Beside the top of the falls is the Salish Lodge, probably best known for featuring in the '90s cult TV show Twin Peaks. (Thanks, Jen!) The spray from the falls is so intense that it sometimes kicks back up some 270-plus feet to obscure views of the lodge.
Puget Sound Energy, which owns a hydroelectric plant here, maintains a park around the falls. They've recently made some upgrades to the park.
It's now easier to get down from the primary viewpoint...
...to the lower viewing area, known as the Peregrine viewpoint.
You can get some gorgeous views from Peregrine, even though it isn't as close to the falls.
Most people are so captivated by the falls that they don't think to turn and look the other way. Here's the lower Snoqualmie Valley, with the old train trestle cutting through.
The river below the falls. I understand there's a trail you can hike to get down there, but I've never been bold enough to try it. Maybe this summer.
There are also random river- and waterfall-related words set into the pavement of the park.
It's kinda reminiscent of magnetic poetry.
The park is also well planted with local plants and trees, though this isn't the best time of year to see most of them.
These rosehips were looking festive, though. My Swedish ancestors probably would've picked them to make a winter soup... they're full of Vitamin C.
Eventually, though, you stop looking at the falls or at the park...
...and start people-watching. And there were plenty of people to watch today. They came from all over the world; I heard several regional accents and at least five different languages being spoken.

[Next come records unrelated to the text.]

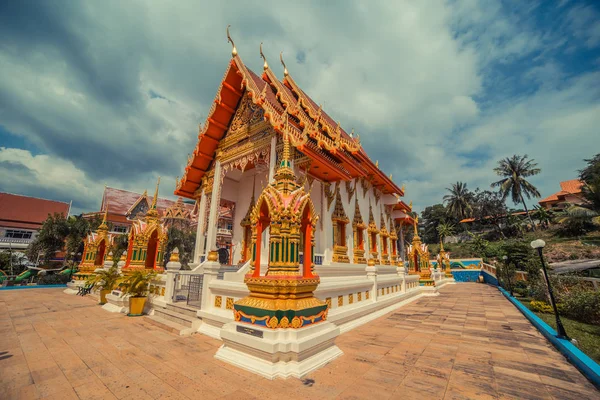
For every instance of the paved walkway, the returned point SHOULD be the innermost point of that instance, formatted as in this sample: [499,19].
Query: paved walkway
[467,343]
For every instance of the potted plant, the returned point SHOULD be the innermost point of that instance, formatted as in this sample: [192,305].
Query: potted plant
[136,286]
[107,279]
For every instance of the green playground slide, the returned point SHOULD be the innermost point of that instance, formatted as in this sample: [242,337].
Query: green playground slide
[26,275]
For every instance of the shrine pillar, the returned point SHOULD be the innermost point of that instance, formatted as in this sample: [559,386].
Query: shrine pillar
[213,215]
[273,158]
[200,232]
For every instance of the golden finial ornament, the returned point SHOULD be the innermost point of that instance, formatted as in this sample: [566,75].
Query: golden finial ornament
[230,40]
[285,71]
[155,194]
[262,55]
[174,255]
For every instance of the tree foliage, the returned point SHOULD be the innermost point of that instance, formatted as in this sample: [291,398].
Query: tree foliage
[459,201]
[590,175]
[432,217]
[514,171]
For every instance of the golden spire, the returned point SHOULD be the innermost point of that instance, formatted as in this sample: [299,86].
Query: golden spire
[265,65]
[230,40]
[285,71]
[103,225]
[153,206]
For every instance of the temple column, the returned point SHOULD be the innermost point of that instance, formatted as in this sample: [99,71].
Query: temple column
[402,250]
[200,237]
[213,215]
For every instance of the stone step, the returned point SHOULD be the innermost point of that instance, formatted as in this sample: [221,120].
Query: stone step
[183,308]
[169,326]
[181,319]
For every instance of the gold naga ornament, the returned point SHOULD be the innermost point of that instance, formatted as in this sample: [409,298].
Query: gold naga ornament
[147,241]
[282,297]
[96,247]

There were selfies, selfies...
...and more selfies going on.
Best of all, though, was the couple that came with a bag of popcorn and stood watching the falls as though it were a summer blockbuster.
At this point it started to rain, and since I wasn't keen to get soaked, I hopped back in the car and took the scenic route home. I felt a bit peckish on the way... wonder if that couple would've shared their popcorn?